From: Bridging the latency gap with a continuous stream evaluation framework in event-driven perception

a Accuracy (AUC) of OSTrack-based85 variants on ESOT500-L across sampling window sizes. Curves compare: Baseline (green), +Predictive Motion Extrapolation (+Pred, orange), +Context-Aware Sampling (+C, light blue), +Asynchronous Tracking (trained on 500 Hz annotations, yellow), and +Asynchronous Tracking (trained on 20 Hz annotations, gray). Asynchronous Tracking (500 Hz) combined with Context-Aware Sampling (+Async+C, dark blue) consistently outperforms other strategies. b Motion dynamism vs. Asynchronous Tracking effectiveness.

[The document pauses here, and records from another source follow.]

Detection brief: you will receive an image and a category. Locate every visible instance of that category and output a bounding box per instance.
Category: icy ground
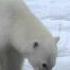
[23,0,70,70]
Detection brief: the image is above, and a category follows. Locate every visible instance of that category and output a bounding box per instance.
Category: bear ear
[55,37,60,43]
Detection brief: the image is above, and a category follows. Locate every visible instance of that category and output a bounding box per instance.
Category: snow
[24,0,70,70]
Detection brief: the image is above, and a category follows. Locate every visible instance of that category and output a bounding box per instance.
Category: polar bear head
[24,36,57,70]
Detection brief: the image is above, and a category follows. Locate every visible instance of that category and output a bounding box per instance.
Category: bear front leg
[6,45,23,70]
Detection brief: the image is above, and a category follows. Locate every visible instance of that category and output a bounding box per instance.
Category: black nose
[42,63,47,68]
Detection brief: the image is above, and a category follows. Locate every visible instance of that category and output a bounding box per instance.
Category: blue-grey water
[23,0,70,70]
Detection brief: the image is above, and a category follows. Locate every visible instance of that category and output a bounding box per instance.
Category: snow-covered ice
[23,0,70,70]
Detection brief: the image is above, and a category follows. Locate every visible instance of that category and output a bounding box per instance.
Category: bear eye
[33,42,39,48]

Blue solid line: high-dynamism (left y-axis, negative performance gain from Predictive Motion Extrapolation, also defined as the unpredictability score) for ESOT500-L sequences. Orange dashed line: Accuracy improvement (right y-axis) from Asynchronous Tracking. Higher dynamism poses greater challenge. c Context-Aware Sampling performance in some sparse-event scenarios. Blue line: Baseline accuracy (left y-axis). Orange line: Accuracy with Context-Aware Sampling (left y-axis). Green dashed line: Sparsity Rate (right y-axis, percentage of model inactivity). Context-Aware Sampling demonstrates robustness in low-motion contexts.